I’m currently considering to write an application that would use OpenCL to offload atom distance calculations to the GPU (the specific situation being Monte Carlo simulations of protein folding), and I have a couple of questions in this regard.
To describe the problem briefly: I have, in the host memory, a float array that stores atom coordinates (with 3 * N elements) and another float array of N * N elements that stores the distances between the atom pairs.
Ideally, I’d like to write an OpenCL kernel that takes the coordinates array as input and writes the pair-wise distances into the output distances array. Since these arrays will be used in other parts of the host code (without assuming OpenCL acceleration), I’d like to map them onto OpenCL memory objects on the device memory in order to avoid doing potentially expensive copies from host to device memory and vice-versa.

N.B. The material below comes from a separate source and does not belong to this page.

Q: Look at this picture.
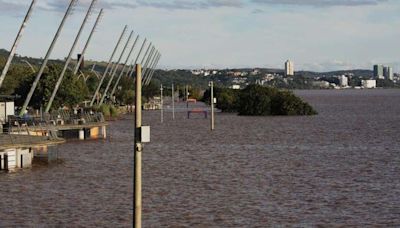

After reading the latest OpenCL reference, it seems to me that there are, at least, two ways of achieving this:
creating the buffer objects passing CL_MEM_USE_HOST_PTR to clCreateBuffer(), as well as the pointers to the arrays in the host memory. This should use the memory referenced by the host pointers as the storage bits for the memory objects.
creating the buffers in device memory, and then mapping them to address space on host memory with clEnqueueMapBuffer(). In this case, the coordinates and distance pointers defined on the host side should store the pointers returned by the calls to clEnqueueMapBuffer().
First of all: am I correct at all in arriving to these two conclusions? If so, which method should be preferred?